CCS/PGA460-Q1: PGA460-Q1 :How do I successfully use a high-frequency transducer (180-480kHz)

user1327352,

Yes, you can use a 300 kHz mono-static or bi-static transducer configuration with the direct driven circuit.

The process is no different that that of the lower frequency transducers (30-80 kHz).

For guidance on using a different transducer on the EVM's Direct Driven daughtercard, refer to FAQ # 4.4.2 "How do I use a different transducer on the direct driven circuit?" from the PGA460 FAQ at http://www.ti.com/lit/an/slaa733/slaa733.pdf.

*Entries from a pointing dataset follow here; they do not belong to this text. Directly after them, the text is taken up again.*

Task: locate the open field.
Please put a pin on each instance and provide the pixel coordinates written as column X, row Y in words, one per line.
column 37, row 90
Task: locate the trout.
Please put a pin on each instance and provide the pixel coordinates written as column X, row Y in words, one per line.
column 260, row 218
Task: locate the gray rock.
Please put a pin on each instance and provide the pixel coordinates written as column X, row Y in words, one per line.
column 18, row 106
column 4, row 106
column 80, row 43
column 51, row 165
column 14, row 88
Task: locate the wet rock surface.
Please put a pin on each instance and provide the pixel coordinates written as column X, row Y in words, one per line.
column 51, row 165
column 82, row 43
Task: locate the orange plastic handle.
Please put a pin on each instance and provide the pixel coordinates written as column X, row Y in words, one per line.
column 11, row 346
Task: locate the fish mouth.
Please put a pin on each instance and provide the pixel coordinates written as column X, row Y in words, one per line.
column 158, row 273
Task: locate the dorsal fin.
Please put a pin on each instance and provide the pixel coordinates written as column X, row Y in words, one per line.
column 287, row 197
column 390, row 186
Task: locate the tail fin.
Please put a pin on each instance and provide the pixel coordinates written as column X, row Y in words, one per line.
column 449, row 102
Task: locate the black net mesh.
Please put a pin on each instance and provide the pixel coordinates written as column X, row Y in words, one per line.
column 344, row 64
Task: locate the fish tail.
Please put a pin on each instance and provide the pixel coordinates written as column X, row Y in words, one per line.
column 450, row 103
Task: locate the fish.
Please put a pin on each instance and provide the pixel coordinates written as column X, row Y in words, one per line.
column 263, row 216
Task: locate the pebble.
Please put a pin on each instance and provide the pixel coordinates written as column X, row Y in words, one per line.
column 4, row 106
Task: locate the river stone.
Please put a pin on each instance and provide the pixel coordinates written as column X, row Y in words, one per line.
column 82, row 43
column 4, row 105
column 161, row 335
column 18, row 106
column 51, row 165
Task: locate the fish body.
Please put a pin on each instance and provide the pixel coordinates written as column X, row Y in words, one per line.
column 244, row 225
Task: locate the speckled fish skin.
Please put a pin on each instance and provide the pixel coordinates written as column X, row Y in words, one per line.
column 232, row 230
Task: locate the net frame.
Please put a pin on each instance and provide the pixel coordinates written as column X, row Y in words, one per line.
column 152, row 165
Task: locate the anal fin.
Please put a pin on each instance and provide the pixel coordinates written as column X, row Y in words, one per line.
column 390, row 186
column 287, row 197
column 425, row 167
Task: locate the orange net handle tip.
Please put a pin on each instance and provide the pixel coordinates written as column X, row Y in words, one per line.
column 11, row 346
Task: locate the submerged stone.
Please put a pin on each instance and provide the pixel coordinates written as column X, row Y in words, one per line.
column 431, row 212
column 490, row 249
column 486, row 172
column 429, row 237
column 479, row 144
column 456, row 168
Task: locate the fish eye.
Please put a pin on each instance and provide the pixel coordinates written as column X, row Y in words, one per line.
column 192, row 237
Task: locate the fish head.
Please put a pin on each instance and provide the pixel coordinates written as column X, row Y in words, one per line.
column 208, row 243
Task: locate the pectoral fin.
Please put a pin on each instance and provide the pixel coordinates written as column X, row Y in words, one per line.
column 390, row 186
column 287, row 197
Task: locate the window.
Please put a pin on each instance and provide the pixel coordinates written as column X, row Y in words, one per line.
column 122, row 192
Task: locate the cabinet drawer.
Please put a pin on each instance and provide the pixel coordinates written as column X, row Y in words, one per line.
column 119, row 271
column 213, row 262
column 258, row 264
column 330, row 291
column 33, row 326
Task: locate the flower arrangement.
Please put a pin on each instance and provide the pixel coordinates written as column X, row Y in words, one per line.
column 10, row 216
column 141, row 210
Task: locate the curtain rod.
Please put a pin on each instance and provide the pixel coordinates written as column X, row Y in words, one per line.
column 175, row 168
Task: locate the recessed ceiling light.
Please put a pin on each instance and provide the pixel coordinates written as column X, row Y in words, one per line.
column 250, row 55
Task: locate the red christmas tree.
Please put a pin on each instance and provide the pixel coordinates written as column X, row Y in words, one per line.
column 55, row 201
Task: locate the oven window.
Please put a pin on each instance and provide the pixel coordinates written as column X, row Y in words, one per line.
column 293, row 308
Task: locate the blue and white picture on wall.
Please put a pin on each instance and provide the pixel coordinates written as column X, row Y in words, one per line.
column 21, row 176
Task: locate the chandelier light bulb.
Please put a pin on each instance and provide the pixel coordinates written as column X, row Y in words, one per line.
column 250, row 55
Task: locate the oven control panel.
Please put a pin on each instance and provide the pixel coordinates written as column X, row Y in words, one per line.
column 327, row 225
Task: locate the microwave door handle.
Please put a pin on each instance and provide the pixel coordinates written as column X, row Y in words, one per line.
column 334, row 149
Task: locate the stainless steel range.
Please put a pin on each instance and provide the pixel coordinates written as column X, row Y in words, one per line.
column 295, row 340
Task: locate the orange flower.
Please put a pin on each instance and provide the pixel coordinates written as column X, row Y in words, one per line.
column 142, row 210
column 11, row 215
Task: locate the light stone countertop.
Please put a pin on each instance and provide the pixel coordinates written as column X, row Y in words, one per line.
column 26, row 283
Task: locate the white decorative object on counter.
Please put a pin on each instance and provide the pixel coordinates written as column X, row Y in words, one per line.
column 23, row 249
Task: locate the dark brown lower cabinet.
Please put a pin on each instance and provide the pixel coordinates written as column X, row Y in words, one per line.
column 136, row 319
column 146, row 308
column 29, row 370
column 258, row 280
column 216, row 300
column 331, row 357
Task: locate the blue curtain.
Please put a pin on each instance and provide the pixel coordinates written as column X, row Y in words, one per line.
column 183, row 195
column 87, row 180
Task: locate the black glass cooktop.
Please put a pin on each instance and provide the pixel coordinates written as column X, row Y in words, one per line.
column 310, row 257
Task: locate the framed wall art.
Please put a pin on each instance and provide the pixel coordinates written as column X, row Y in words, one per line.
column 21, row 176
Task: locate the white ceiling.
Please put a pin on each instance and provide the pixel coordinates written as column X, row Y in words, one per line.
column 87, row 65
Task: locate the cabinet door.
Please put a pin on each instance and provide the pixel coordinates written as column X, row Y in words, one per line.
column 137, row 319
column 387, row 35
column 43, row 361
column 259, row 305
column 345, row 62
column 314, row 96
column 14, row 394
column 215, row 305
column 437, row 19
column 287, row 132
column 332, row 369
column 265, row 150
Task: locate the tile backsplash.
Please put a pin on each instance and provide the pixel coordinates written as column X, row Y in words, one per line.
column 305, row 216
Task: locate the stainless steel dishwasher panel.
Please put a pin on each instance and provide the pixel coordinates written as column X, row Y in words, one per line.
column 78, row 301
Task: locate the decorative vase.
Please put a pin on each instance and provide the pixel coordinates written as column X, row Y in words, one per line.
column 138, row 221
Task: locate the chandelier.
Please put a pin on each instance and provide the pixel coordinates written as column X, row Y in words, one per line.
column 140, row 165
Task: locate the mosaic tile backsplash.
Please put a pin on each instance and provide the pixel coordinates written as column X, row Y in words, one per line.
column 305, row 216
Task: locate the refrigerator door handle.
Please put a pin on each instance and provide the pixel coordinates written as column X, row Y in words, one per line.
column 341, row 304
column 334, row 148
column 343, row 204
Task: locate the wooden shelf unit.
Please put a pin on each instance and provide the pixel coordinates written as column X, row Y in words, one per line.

The only additional consideration for high frequency transducers (180-480kHz) is in software because the DSP coefficients are not automatically updated when the FREQUENCY register is written to. The additional step of updating the DSP coefficients in a high frequency case is explained in FAQ # 5.10 "How do I successfully use a high-frequency transducer (180-480kHz) with the GUI?" . The GUI now automatically updates the DSP coefficients, but if you are implementing a custom software solution, you will need to replicate the DSP coefficient write procedure described. This additional requirement is also described in section 7.3.4.1 Ultrasonic Echo—Band-Pass Filter of the datasheet:

The band-pass filter is a second-order Butterworth IIR type filter. On power up, the PGA460-Q1 device calculates
the coefficients and places them in the BPF_A2_xSB, BPF_A3_xSB, and BPF_B1_xSB registers. These
registers can be overwritten by the user to reconfigure the filter. However, if the FREQ or BPF_BW bit is
changed, the coefficient calculation sequence is rerun and the device rewrites these registers. In case the
FREQ_SHIFT bit is set to 1 (80- to 480-kHz driving frequency range), the band-pass filter coefficients are not
calculated automatically by the PGA460-Q1 device. In this case the MCU is required to write these values
through the UART or USART interface.

A DSP band-pass coefficient look up table is included in the PGA460-Q1 EVM GUI, is dependent on the frequency and band-pass filter bandwidth.

Hi user1327352,

Responding to your questions:

1) Based on your first image, you are powering the PGA460 with the USB step-up circuit to generate a VPWR_DD voltage of 7V. In the half-bridge driver configuration, this means you are only exciting the transducer with 7Vpp total, whereas a transformer driver would generate 140Vpp. It is difficult to determine if the transducer you are using if closed-top or not, but you may need a larger VPWR_DD voltage to properly excite the transducer. The maximum driver voltage I recommend you try using is 28V. You can also power the device from a 28V supply to simplify the EVM setup. Remember to completely remove the jumper on the BOOSTXL-PGA460 board when using an external supply on the EVM's MAIN supply net. What is the transducer part number and/or voltage driver specification of the transducer?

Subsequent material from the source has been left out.